When it comes to reading their own work or recounting what they have read some classes hardly needed the direction or presence of a teacher.
We now await the extent to which an interactive whiteboard can be used to stimulate learners.
It never ceased to amaze me how creative children can be with just a set of boxes and some scissors and paper. Many an Aztec temple and Norman castle has evolved from a cardboard box and most have been to scale.
In one cramped classroom in East London I saw 50 children make scale models of ships and planes from packs of balsa wood that could have graced a draftsman’s office.
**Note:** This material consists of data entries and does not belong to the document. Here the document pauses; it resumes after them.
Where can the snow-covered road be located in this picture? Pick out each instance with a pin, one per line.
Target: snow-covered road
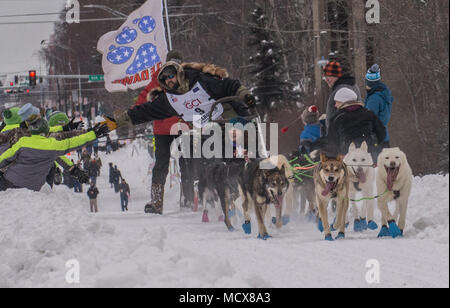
(40, 232)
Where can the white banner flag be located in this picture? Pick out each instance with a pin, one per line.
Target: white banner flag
(137, 49)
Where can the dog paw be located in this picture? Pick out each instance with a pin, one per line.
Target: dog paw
(311, 217)
(320, 225)
(247, 227)
(394, 230)
(384, 232)
(363, 224)
(357, 225)
(264, 237)
(372, 225)
(340, 236)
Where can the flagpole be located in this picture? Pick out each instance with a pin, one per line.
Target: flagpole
(168, 24)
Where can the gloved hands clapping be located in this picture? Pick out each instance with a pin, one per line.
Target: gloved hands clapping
(80, 175)
(100, 130)
(73, 125)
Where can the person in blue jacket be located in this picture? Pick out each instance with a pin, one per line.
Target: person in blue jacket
(311, 131)
(379, 100)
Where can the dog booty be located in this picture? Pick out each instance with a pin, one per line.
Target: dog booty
(372, 225)
(394, 230)
(340, 236)
(264, 237)
(231, 213)
(384, 232)
(205, 217)
(363, 224)
(357, 226)
(329, 238)
(332, 225)
(247, 227)
(320, 225)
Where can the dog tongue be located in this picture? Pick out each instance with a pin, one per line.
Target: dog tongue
(391, 176)
(278, 201)
(329, 188)
(361, 176)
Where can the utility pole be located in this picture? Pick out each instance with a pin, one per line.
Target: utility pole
(359, 36)
(318, 9)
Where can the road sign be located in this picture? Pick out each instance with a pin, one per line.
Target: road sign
(96, 78)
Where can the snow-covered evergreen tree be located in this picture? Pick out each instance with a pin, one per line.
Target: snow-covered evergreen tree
(270, 88)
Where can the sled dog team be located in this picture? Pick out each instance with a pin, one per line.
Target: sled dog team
(338, 179)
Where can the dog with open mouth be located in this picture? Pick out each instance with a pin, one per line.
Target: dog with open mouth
(362, 177)
(264, 182)
(394, 181)
(331, 181)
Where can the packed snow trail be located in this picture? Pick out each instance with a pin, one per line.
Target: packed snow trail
(40, 232)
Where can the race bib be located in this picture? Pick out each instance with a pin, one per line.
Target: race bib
(195, 106)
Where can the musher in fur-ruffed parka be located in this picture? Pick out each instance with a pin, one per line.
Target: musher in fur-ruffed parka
(352, 123)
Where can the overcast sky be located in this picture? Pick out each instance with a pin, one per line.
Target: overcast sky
(20, 42)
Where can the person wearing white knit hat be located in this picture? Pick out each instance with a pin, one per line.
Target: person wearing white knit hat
(352, 123)
(345, 95)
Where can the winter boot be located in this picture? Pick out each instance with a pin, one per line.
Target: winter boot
(156, 205)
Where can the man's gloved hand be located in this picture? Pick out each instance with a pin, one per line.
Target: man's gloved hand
(122, 118)
(80, 175)
(73, 125)
(100, 130)
(250, 100)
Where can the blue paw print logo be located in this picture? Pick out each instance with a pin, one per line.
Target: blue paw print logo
(147, 24)
(120, 55)
(147, 56)
(127, 36)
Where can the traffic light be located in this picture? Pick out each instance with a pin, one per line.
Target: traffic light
(32, 77)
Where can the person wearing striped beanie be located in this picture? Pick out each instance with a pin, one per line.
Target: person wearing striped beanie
(311, 131)
(336, 78)
(379, 100)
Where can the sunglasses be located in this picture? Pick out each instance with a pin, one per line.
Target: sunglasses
(32, 119)
(168, 76)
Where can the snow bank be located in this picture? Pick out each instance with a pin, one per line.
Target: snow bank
(40, 232)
Given a box of paper, tinsel, scraps of material and cardboard, I have seen teenagers concoct a fashion parade worthy of Givenchy and what’s more they even did a good replica of a cat walk fashion show.
I have witnessed plays by nine year olds, put together in just a few minutes on the theme of befriending new children in school, which were just as good as the end of year school play.
Countless class assemblies have incorporated drama, dance and a demonstration on such varied topics as the germs carried by flies, how to greet people in French and how to cross a busy road.
Long gone are the days when the teacher sat at a desk at the front of a class, so deeply ingrained is the need to make all teaching stimulating.
But spare a thought for all of those teachers who find themselves teaching in a third world country.
What do you do when whole class teaching is the norm?
What do you do when there are 100 children in the class and there literally isn’t enough room to swing a cat never mind enact a play?
And what do you do when that is the expected mode of teaching from adults and children alike?
Such are the trials and tribulations of teaching abroad. They are the rewards too because such situations teach you that you just can not take anything for granted in the world of teaching...not even stimulating teaching.